Maybe related to some QoS flags? MQTT QoS flags define guarantees about subscribed clients receiving published messages. I could have a look to see is something has recently changed in controller queue handling where it might try to push out messages more than processing received messages? Do you also subscribe to topics to which your devices also publish? Or only to topic(s) where Domoticz publishes to?

Maybe Domoticz recently changed its QoS flags when sending messages?

Maybe there is more memory reserved on the 'working' docker image for delivering messages to subscribers? Maybe saving the state every 30 seconds is a bit too much? (in Mosquitto)

sincze commented 5 months ago

Maybe related to some QoS flags? MQTT QoS flags define guarantees about subscribed clients receiving published messages. I could have a look to see is something has recently changed in controller queue handling where it might try to push out messages more than processing received messages? Do you also subscribe to topics to which your devices also publish? Or only to topic(s) where Domoticz publishes to?

Maybe Domoticz recently changed its QoS flags when sending messages?

Maybe there is more memory reserved on the 'working' docker image for delivering messages to subscribers? Maybe saving the state every 30 seconds is a bit too much? (in Mosquitto)

The working docker has no active domoticz attached to it :)

But question why would my espeasy (jablotron) be interested in domoticz/out ??

It only publishes to different topics and domoticz/in

TD-er commented 5 months ago

The Domoticz MQTT controller subscribes to it so it can receive messages sent by Domoticz.

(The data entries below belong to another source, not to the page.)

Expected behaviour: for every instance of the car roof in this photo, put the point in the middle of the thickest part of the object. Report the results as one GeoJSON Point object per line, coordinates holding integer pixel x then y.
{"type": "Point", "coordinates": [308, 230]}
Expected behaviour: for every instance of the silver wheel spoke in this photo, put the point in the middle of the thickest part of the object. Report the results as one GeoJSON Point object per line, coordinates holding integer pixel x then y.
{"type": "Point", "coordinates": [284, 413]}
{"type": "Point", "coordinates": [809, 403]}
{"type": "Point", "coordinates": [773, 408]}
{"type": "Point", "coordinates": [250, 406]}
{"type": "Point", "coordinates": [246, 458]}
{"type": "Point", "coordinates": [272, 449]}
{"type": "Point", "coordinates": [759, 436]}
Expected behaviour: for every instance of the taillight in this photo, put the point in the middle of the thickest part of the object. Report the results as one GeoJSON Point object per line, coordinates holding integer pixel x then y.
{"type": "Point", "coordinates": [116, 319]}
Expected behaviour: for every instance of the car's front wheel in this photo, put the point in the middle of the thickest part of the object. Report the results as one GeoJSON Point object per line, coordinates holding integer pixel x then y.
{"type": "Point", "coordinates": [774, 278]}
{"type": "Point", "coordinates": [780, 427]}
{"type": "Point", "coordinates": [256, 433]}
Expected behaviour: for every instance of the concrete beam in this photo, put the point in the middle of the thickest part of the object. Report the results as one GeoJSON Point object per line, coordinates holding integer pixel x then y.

However it was a rather poor scaling design decision of Domoticz as you all publish to the same topic and subscribe to the same topic.

sincze commented 5 months ago

The Domoticz MQTT controller subscribes to it so it can receive messages sent by Domoticz.

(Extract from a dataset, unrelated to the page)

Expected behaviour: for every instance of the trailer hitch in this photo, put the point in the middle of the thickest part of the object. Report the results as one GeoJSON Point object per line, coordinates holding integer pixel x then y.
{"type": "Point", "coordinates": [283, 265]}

However it was a rather poor scaling design decision of Domoticz as you all publish to the same topic and subscribe to the same topic.

You mean the MQTT Controller in ESPEasy? I am using the OpenHAB. Screenshot_20240313_214832_Chrome.jpg

I used to use the Domoticz one in ESPEasy but with my rules I stopped using it.

sincze commented 5 months ago

Screenshot_20240313_215539_Chrome.jpg

If my assumption would be right... there is a dormant subscription to domoticz/out...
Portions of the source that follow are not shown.